W tej wzruszającej, ale konkretnej i jednoznacznej sytuacji, natychmiast spotkały się nasze jednoimienne cechy, w tym wypadku męskie.
- Ale jak już mnie nie będzie - zapytałem - to rozumiem, że będziesz publikować regularnie raz w tygodniu, w poniedziałki?
Wiedziałem, że "regularnie" Żonie się nie spodoba, bo kojarzy się jej z takim bratnim eins, zwei, drei, a to u Żony odpada.
- Nie mogę ci tego obiecać. - odparła nawet łagodnie. - Zrobię, jak będę chciała, jak wyjdzie.

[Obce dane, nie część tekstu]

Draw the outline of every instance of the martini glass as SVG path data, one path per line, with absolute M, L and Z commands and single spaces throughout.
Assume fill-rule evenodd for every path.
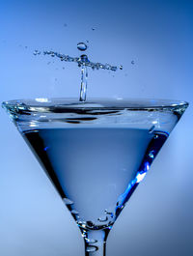
M 86 256 L 105 256 L 109 231 L 187 106 L 161 100 L 3 102 L 76 221 Z

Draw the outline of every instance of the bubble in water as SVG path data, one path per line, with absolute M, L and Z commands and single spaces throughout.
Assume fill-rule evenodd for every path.
M 85 50 L 88 48 L 88 46 L 87 46 L 87 44 L 84 43 L 77 43 L 77 48 L 78 48 L 79 50 L 81 50 L 81 51 L 85 51 Z
M 63 198 L 63 201 L 65 202 L 66 205 L 73 205 L 73 201 L 71 201 L 69 198 Z
M 94 245 L 87 246 L 87 249 L 86 249 L 87 252 L 94 252 L 96 250 L 97 250 L 97 246 L 94 246 Z
M 41 54 L 41 51 L 40 51 L 40 50 L 35 50 L 35 51 L 33 52 L 33 54 L 34 54 L 34 55 L 40 55 L 40 54 Z

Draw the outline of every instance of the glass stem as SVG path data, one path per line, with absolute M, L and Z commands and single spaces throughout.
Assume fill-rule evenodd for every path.
M 82 232 L 85 242 L 85 256 L 105 256 L 109 229 Z

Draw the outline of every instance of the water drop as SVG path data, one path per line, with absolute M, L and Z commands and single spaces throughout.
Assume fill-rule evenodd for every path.
M 34 55 L 40 55 L 40 54 L 41 54 L 41 51 L 40 51 L 40 50 L 35 50 L 35 51 L 33 52 L 33 54 L 34 54 Z
M 88 48 L 88 46 L 84 43 L 77 43 L 77 48 L 78 48 L 78 50 L 85 51 Z
M 152 126 L 150 129 L 149 129 L 149 133 L 152 133 L 153 129 L 155 128 L 155 126 Z
M 76 215 L 76 214 L 78 214 L 79 213 L 78 213 L 77 211 L 75 211 L 75 210 L 71 210 L 71 213 L 74 214 L 74 215 Z
M 87 249 L 86 249 L 87 252 L 95 252 L 96 250 L 97 250 L 97 246 L 94 246 L 94 245 L 87 246 Z
M 87 224 L 87 226 L 90 227 L 90 228 L 93 228 L 93 227 L 95 226 L 95 224 L 94 224 L 91 220 L 87 221 L 86 224 Z
M 114 216 L 112 212 L 108 212 L 107 210 L 104 211 L 106 214 L 110 215 L 111 217 Z
M 97 241 L 96 240 L 93 240 L 93 239 L 85 239 L 85 241 L 86 241 L 86 242 L 88 242 L 88 243 L 96 243 L 96 242 L 97 242 Z
M 65 202 L 66 205 L 73 205 L 73 201 L 71 201 L 69 198 L 63 198 L 63 201 Z
M 98 217 L 97 220 L 100 222 L 105 222 L 108 220 L 108 217 L 107 216 L 101 216 L 101 217 Z
M 154 158 L 154 151 L 151 151 L 151 152 L 149 153 L 149 156 L 150 156 L 151 158 Z

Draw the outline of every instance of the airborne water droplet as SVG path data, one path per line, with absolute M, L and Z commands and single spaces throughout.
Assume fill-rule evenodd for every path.
M 34 54 L 34 55 L 40 55 L 40 54 L 41 54 L 41 51 L 40 51 L 40 50 L 35 50 L 35 51 L 33 52 L 33 54 Z
M 95 224 L 91 220 L 89 220 L 89 221 L 87 221 L 87 226 L 90 228 L 93 228 L 95 226 Z
M 81 51 L 85 51 L 85 50 L 88 48 L 88 46 L 87 46 L 87 44 L 84 43 L 77 43 L 77 48 L 78 48 L 79 50 L 81 50 Z
M 78 213 L 77 211 L 75 211 L 75 210 L 71 210 L 71 213 L 76 215 L 76 214 L 78 214 L 79 213 Z
M 94 252 L 96 250 L 97 250 L 97 246 L 93 246 L 93 245 L 87 246 L 87 249 L 86 249 L 87 252 Z
M 154 158 L 154 151 L 151 151 L 151 152 L 149 153 L 149 156 L 150 156 L 151 158 Z
M 96 243 L 96 242 L 97 242 L 97 241 L 96 240 L 92 240 L 92 239 L 85 239 L 85 241 L 88 242 L 88 243 Z
M 63 201 L 65 202 L 66 205 L 73 205 L 73 201 L 71 201 L 69 198 L 63 198 Z
M 105 221 L 108 220 L 108 217 L 107 216 L 101 216 L 101 217 L 98 217 L 97 220 L 100 221 L 100 222 L 105 222 Z
M 152 127 L 149 129 L 149 133 L 152 133 L 154 128 L 155 128 L 155 126 L 152 126 Z

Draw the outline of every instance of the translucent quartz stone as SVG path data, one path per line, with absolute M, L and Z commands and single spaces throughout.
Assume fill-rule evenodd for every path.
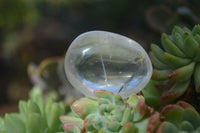
M 107 90 L 129 97 L 141 91 L 152 75 L 145 50 L 134 40 L 105 31 L 78 36 L 65 57 L 67 78 L 84 95 Z

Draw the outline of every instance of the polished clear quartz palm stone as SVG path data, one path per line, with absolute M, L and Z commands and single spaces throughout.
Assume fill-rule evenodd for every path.
M 72 86 L 88 97 L 107 90 L 123 98 L 141 91 L 152 75 L 145 50 L 125 36 L 90 31 L 78 36 L 65 57 L 65 72 Z

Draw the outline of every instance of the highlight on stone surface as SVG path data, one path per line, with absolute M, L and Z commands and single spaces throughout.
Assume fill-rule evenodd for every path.
M 107 90 L 127 98 L 141 91 L 152 75 L 150 59 L 137 42 L 105 31 L 78 36 L 64 65 L 72 86 L 88 97 L 95 97 L 95 90 Z

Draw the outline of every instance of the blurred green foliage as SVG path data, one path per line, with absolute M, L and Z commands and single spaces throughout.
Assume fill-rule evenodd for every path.
M 200 23 L 199 6 L 199 0 L 0 0 L 0 104 L 13 81 L 29 82 L 30 62 L 63 56 L 83 32 L 116 32 L 148 50 L 174 25 Z

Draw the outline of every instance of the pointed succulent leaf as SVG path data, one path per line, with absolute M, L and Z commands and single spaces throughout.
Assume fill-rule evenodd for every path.
M 88 114 L 96 112 L 98 103 L 89 98 L 82 98 L 75 101 L 71 105 L 71 109 L 77 113 L 82 119 L 84 119 Z
M 25 123 L 19 114 L 6 114 L 4 122 L 7 133 L 25 133 Z
M 27 133 L 44 133 L 47 131 L 47 123 L 45 119 L 38 113 L 29 113 L 27 117 Z

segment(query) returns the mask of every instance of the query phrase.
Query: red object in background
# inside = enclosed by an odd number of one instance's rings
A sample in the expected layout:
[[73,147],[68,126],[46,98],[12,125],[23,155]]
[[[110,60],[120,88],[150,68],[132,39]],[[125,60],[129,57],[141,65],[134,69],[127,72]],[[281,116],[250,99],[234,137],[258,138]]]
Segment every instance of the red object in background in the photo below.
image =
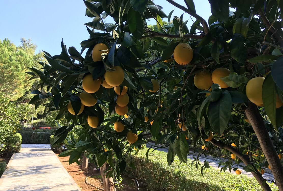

- Ale wiesz, że wtedy całą ideę szlag trafi?! - Bo zainteresowany czytelnik nigdy nie będzie wiedział, kiedy, co i jak! - I zainteresowanie mu spadnie, za przeproszeniem!
- Skoro ci zależy, to spróbuję się postarać. - odparła jednak ugodowo.
W końcu przyszły nieboszczyk swoje prawa ma!
Ale w sumie, przynajmniej teraz, nie wiem, czy będę mógł spokojnie opuszczać ten świat.
Na razie, za życia, zacząłem planować swoją 70 - tkę. A to już w przyszłym roku, jak łatwo stwierdzić czytając bloga i nie wdając się w skomplikowane obliczenia (czytanie ze zrozumieniem).
Żona od razu podsunęła parę fajnych, uzdrowiskowych pomysłów. Bo i gości będzie można sensownie przenocować i nakarmić, i upić, bo nawet w kapciach, z miejsca swojego upodlenia, będą mogli dotrzeć do łóżka, by nazajutrz w samym centrum Uzdrowiska dochodzić do siebie.
Wieczorem zadzwoniło Uzdrowisko.
I cały mój KASKADOWY plan szlag jasny trafił.
Właściciel poinformował nas, że dzisiaj, może wczoraj, zmarł teść. Więc teściowa została sama w dwupokojowym mieszkaniu w bloku i że mają teraz co innego na głowie i że przepraszają. Bo muszą ustalić z całą rodziną, co w tej sytuacji robić. Bo może mama będzie teraz mieszkać w tym mieszkaniu, które chcieli nam sprzedawać, żeby mieć ją pod ręką. Więc odezwą się za jakieś dwa tygodnie, ale chyba ze sprzedaży nic nie będzie.
Rozstaliśmy się w kulturalnej atmosferze, i co z tego. Bo nie rozumiem trzech spraw.
Pierwsza - Uzdrowisko, to nie Metropolia. Wszędzie jest pod ręką. Nie przesadzajmy.
Druga - facet nie mógł poczekać z miesiąc, chociażby? Widocznie się spieszył, żeby zdążyć przed pierwszym listopada.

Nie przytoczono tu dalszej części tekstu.